If we’re talking more about personal development, I learned how to be more outspoken and let my voice be heard. The second year (Tougaloo, MS; 2015), like the previous year, I learned about different community struggles, too. However, this time, I learned more leadership skills, such as organizing, which later became useful when I went back home. Last year, as an intern (Amherst, MA; 2016), I was able to become more of a leader in the program. I learned how to communicate better with the Encampers to get them more involved, not only in the program but in their communities.

How has the Encampment influenced your life?

The Encampment has helped me pop out of my comfort bubble and become the leader I am today. It has given me the tools I need to create change in my community. It was through the Encampment that I could ease into speaking in public and starting dialogues with strangers. Overall, it has truly changed my life.

Tell us what you’ve been doing since the Encampment.

I’ve been keeping busy in my community ever since. I have been working alongside community leader Margarita Romo to engage the youth in my community, to discuss the struggles they face and how to solve them. I started an open mic in the community for youth to gather and express ideas, feelings or just about anything they wish to express, through music, acting or in any way they want. The idea behind the open mic is to invite people outside the community and demonstrate the love in it, to those who have a negative view of the community.  Hopefully in the future, these events will take away the negative stigma the community carries.

I am also involved in the Dreamers Teatro Crew, a theater group based in the teachings of Boal’s Theater of the Oppressed. The theater group teamed up with Florida State University to start a dialogue within communities using theater exercises as a tool.

I am currently also a part of Young Entrepreneurial Students (Y.E.S.), a program to eradicate poverty through education.

I would not have been involved in my community as much as I am today if it weren’t for the Encampment. Now I am proud to see my sister (Maria, 2017 Encamper) going through the same experience and hope to see how she grows as a person.

Why is the EFC important now?

The Encampment is extremely important now because of the current White House administration, which is clearly attacking different racial and ethnic groups. It is attacking immigrants, especially now with the Dreamers having their dreams ripped away with the removal of DACA. In addition, it is defending white supremacists and Nazis. It is just unbearable to see. A program that gives youth the tools to let their voices be heard can truly bring a change.

Tell us about your experience at 2017 InterGen.

Especially and most importantly (because I’m biased), I got to see my sister Maria’s growth. Seeing her up on stage presenting her piece on society got me a bit emotional. Seeing how my sister used her voice to present herself as an independent woman who does not need society to tell her how to act was truly motivational.

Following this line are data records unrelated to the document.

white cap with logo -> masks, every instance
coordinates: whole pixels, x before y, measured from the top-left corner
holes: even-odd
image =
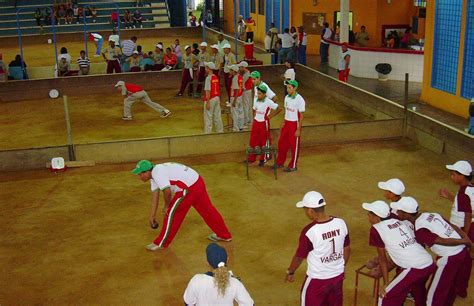
[[[418,202],[412,197],[402,197],[397,202],[390,203],[390,207],[409,214],[418,212]]]
[[[405,191],[405,185],[397,178],[389,179],[386,182],[379,182],[378,186],[380,189],[388,190],[396,195],[402,195]]]
[[[380,218],[387,218],[390,216],[390,207],[384,201],[375,201],[372,203],[363,203],[362,208],[371,211]]]
[[[449,170],[457,171],[462,175],[469,176],[472,174],[471,164],[465,160],[455,162],[453,165],[446,165]]]
[[[323,196],[317,191],[308,191],[302,201],[296,203],[296,207],[308,207],[308,208],[318,208],[326,205],[326,201]]]

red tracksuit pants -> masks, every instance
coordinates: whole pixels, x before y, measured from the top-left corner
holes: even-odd
[[[163,218],[160,234],[153,241],[156,245],[166,248],[173,241],[174,236],[183,223],[184,217],[193,206],[206,222],[207,226],[223,239],[231,238],[231,234],[224,223],[224,219],[212,205],[207,194],[204,180],[199,179],[188,189],[175,193],[170,206]]]
[[[250,146],[255,148],[256,146],[264,147],[272,144],[272,138],[270,135],[270,121],[265,120],[259,122],[253,120],[252,132],[250,133]],[[260,160],[267,161],[272,158],[269,154],[260,154]],[[249,154],[248,162],[253,163],[257,159],[256,154]]]
[[[192,73],[192,72],[191,72]],[[189,69],[183,69],[183,75],[181,77],[181,88],[179,89],[179,93],[183,94],[186,86],[188,86],[188,94],[191,95],[193,93],[193,78],[189,72]]]
[[[120,73],[122,72],[122,68],[120,67],[119,60],[109,60],[107,61],[107,73]]]
[[[285,120],[280,132],[280,139],[278,139],[278,166],[283,166],[286,160],[286,154],[288,153],[288,150],[291,150],[291,160],[288,164],[288,168],[296,168],[300,153],[300,137],[295,136],[297,128],[297,121]]]
[[[403,305],[410,290],[415,298],[415,305],[425,305],[425,284],[435,270],[434,264],[424,269],[403,269],[385,288],[385,296],[383,299],[379,298],[379,306]]]
[[[428,290],[427,304],[430,306],[452,306],[456,299],[456,278],[462,275],[466,259],[472,262],[468,249],[453,256],[439,257],[436,272]],[[469,272],[471,269],[469,269]],[[467,292],[466,292],[467,294]]]

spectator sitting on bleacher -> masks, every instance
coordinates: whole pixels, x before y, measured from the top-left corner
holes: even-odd
[[[66,8],[66,24],[72,24],[73,18],[74,18],[74,10],[72,9],[71,3],[69,3]]]
[[[137,26],[140,26],[140,28],[143,28],[143,16],[142,13],[140,13],[139,10],[135,10],[135,13],[133,13],[133,28],[135,29]]]
[[[23,64],[23,66],[22,66]],[[9,80],[27,80],[26,63],[21,59],[21,55],[17,54],[15,60],[8,65]]]
[[[67,62],[66,57],[60,55],[60,60],[58,62],[58,76],[67,76],[71,65]]]
[[[126,10],[123,14],[123,22],[125,23],[125,29],[131,29],[133,26],[133,17],[130,10]]]
[[[178,58],[176,57],[176,54],[171,52],[171,48],[166,48],[166,54],[163,59],[166,65],[166,70],[176,69],[176,66],[178,66]]]
[[[133,51],[133,55],[128,59],[130,66],[130,72],[140,72],[140,58],[138,57],[138,51]]]
[[[146,55],[146,56],[145,56]],[[148,52],[148,54],[143,55],[143,59],[140,61],[140,67],[144,71],[151,71],[155,66],[155,62],[153,61],[153,52]]]
[[[81,50],[81,56],[77,59],[77,65],[79,66],[79,75],[88,75],[90,72],[91,61],[86,57],[86,51]]]
[[[161,69],[165,68],[165,65],[163,65],[163,57],[163,44],[158,43],[155,46],[155,54],[153,54],[153,59],[155,61],[155,67],[153,70],[160,71]]]
[[[40,8],[37,8],[35,11],[36,25],[41,26],[41,19],[43,19],[43,11]]]

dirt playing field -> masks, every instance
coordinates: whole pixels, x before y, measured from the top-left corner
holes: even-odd
[[[382,199],[377,182],[398,177],[423,211],[449,216],[437,190],[455,191],[447,160],[411,143],[380,142],[304,149],[296,173],[251,169],[244,177],[240,154],[179,162],[205,179],[233,236],[223,243],[230,266],[256,305],[297,305],[306,264],[296,282],[284,283],[298,235],[309,223],[295,203],[318,190],[327,211],[346,220],[351,258],[344,282],[352,305],[354,270],[372,258],[364,201]],[[190,278],[207,271],[210,230],[191,209],[166,251],[145,250],[158,234],[148,226],[149,184],[130,173],[134,165],[0,173],[0,304],[182,305]],[[25,192],[26,191],[26,192]],[[160,210],[159,210],[160,211]],[[161,224],[161,219],[160,219]],[[456,305],[474,303],[470,296]],[[371,305],[371,282],[361,280],[358,305]],[[407,303],[410,305],[410,303]]]
[[[269,85],[279,96],[282,106],[282,84]],[[148,92],[152,100],[171,110],[171,117],[162,119],[144,103],[136,103],[132,108],[133,121],[122,120],[123,98],[113,88],[113,84],[110,91],[102,95],[68,97],[74,143],[202,133],[202,100],[177,98],[177,91],[176,88]],[[226,100],[224,92],[222,90],[222,102]],[[307,102],[304,125],[368,119],[324,93],[302,89],[301,94]],[[66,123],[61,98],[2,103],[0,113],[1,149],[66,143]],[[222,120],[226,125],[227,115],[223,114]],[[272,120],[272,126],[279,127],[282,120],[283,113]]]

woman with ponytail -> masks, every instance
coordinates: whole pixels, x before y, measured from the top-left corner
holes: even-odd
[[[227,252],[216,243],[206,248],[207,262],[212,269],[196,274],[184,292],[186,305],[253,305],[244,285],[227,268]]]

It was an experience unlike anything else—having the experience yourself is different from seeing someone you truly care about go through the same experience.

During the intergenerational weekend, I learned so much about the new Encampers’ struggles. I reconnected with old friends and made new ones. I enjoyed an activity called “River of Life“ where a person had to, in the most creative way, tell how they got to where they are now by using the idea of a river. During the activity, I noticed that mostly everything I do, in my community as well as my home, is for the people I love.